So why do you think I am saying this today? What, if anything, do you think it has to do with today’s readings? Well, of course, the story of the Transfiguration is about reality not being what it seems. There’s so much more to the Jesus story than meets the eye, and not just Jesus himself, but the whole mystery of faith in all its shapes and forms. Millions dismiss the world of faith today, but they are making a fatal mistake. They are making the mistake of thinking that reality is fully expressed in what we see, hear, touch, taste, smell or believe. But at every level we know now that this not true. From evolution to general relativity, from quantum physics to the outer reaches of the cosmos, we are learning every day how little we actually know. We are surrounded by mystery and until we understand, or more accurately open ourselves up to it, we understand nothing.
But how do we come to terms with mystery? How do we come to know things beyond the limits of our current limited view of reality Well to answer that question I invite you to go back to someone we mentioned a moment ago, Albert Einstein, one of the greatest names in the history of science. Einstein had a problem. He was not good at maths. And this was a serious problem, because maths was the language he needed to use to express what was thinking. And so he had to get people who did know maths to help him. His own greatness, you see, lay not in his powers as a mathematician, but in his powers of intuition, his imagination which enabled him to ‘seein his mind’s eye things others could not see. His theory of General Relativity seemed gobbledegook to many. It was only a theory and he had no proof of it. But as the years have passed – and this is the crucial point – what Einstein intuited in 1917 has slowly but surely been proved right. In 1919 an eclipse of the sun proved that light bent around bodies in space and as recently as 2015 a key prediction of his General Theory of Relativity was proved to be accurate when scientists were able to measure gravitational waves, ripples in the fabric of spacetime, caused by two huge black holes – another prediction of Einstein – coming together and causing an explosion 30 times the mass of the sun which took place 1.3bn light years ago.

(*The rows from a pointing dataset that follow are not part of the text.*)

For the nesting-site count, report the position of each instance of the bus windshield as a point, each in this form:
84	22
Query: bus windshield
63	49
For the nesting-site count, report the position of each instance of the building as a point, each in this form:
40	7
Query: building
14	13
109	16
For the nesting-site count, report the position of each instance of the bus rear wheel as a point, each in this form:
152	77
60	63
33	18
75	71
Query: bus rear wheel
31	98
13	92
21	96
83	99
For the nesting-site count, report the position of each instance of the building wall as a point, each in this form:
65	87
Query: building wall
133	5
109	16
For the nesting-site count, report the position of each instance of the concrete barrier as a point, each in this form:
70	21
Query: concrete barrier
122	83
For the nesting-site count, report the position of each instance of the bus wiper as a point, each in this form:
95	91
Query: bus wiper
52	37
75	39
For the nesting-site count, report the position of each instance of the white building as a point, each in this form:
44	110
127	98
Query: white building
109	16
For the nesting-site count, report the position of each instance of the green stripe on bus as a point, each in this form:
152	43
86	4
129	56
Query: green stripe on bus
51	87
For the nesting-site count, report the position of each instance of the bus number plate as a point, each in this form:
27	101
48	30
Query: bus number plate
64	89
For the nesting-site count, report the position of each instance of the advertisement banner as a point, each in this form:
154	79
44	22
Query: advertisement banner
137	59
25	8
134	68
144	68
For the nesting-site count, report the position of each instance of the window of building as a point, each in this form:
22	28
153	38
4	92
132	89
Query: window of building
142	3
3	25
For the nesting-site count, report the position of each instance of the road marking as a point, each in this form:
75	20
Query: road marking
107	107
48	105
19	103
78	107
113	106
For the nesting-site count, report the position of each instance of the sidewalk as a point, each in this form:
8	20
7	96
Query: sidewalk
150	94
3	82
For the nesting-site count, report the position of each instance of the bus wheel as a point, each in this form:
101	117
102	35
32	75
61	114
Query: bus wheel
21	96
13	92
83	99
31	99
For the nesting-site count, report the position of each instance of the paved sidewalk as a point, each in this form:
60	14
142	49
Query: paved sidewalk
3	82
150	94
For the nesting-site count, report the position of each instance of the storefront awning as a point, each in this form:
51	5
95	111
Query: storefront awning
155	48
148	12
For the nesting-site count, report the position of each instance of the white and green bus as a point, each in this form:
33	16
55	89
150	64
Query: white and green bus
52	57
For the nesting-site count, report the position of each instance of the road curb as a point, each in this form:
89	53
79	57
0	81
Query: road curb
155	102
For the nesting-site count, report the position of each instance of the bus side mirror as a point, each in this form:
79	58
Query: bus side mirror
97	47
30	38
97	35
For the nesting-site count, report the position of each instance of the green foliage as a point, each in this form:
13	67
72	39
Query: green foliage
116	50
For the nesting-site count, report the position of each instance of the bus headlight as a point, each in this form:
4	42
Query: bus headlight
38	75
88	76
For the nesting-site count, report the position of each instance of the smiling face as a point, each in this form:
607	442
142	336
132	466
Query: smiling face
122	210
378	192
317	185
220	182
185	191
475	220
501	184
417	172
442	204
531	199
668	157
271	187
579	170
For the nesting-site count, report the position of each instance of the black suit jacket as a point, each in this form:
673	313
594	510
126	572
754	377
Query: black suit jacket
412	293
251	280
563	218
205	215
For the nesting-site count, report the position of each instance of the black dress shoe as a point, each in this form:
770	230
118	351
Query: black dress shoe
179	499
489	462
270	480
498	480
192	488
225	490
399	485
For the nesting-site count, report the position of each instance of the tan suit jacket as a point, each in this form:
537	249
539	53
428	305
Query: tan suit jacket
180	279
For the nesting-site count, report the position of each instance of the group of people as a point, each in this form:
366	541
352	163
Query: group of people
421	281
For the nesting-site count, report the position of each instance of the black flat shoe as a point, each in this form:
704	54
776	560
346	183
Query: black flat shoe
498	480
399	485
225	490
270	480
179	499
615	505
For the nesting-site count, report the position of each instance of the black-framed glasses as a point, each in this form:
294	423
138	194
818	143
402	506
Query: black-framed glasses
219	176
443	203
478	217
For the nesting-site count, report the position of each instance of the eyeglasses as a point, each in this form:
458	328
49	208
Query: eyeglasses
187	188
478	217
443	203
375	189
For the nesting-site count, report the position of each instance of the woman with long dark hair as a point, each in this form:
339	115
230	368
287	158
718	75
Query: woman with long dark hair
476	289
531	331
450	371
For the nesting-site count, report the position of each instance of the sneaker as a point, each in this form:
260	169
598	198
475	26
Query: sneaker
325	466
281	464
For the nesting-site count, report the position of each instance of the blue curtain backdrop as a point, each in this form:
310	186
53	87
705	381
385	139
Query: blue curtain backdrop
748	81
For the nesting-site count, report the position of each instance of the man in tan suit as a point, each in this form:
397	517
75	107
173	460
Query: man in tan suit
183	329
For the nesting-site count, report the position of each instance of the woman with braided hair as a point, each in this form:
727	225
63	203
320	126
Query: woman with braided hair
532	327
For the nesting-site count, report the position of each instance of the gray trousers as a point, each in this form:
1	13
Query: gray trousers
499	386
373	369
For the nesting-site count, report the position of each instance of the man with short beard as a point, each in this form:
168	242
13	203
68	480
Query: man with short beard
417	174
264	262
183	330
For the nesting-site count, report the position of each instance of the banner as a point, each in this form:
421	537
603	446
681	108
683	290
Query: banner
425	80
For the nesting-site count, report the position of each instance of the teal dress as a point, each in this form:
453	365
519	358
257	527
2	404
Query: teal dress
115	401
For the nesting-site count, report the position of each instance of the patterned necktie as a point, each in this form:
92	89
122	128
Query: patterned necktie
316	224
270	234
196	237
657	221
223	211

And now we come to my main point: that what is true of Einstein is also true of Jesus and the world of faith. People at the beginning of the 20th century thought Einstein was mad, just as many today reject the whole Jesus thing as mad. And as happened with general relativity, the only way to resolve this one way or another is to test it. Jesus tells us that the world will find happiness and peace by loving our enemies and doing good to those who hate us. Well, there is only one way to find out if this is right; to try it and see what happens. But such an idea seems as ridiculous to millions as the idea that one thing can be in two places at the same time or that one could equal three. It means thinking outside the box, imagining a whole new way of living and being human. Jesus tells us that the future of the world lies in the powerful becoming the servants of the weak and powerless. And more than that, that the future actually belongs to the weak and the powerless. Well, try it and see if it works. Faith tells us that Jesus is God made flesh and living among us; that the source of everything that exists has become one of us. This makes no sense to the world. But neither does a crash between two black holes 1.3 billion light years ago producing more energy that the rest of the cosmos put together, the effects of which are still going on around us today. A hundred years ago, people thought there was only one galaxy; ours. Now we know that there are billions of them
G.K.Chesterton famously said that the trouble with Christianity is that it’s never been tried. And in a sense that’s what we are called to do. To test it. To try it. To experiment with it. And then, having tested it, to see the whole cosmos gradually transfigured before our very eyes.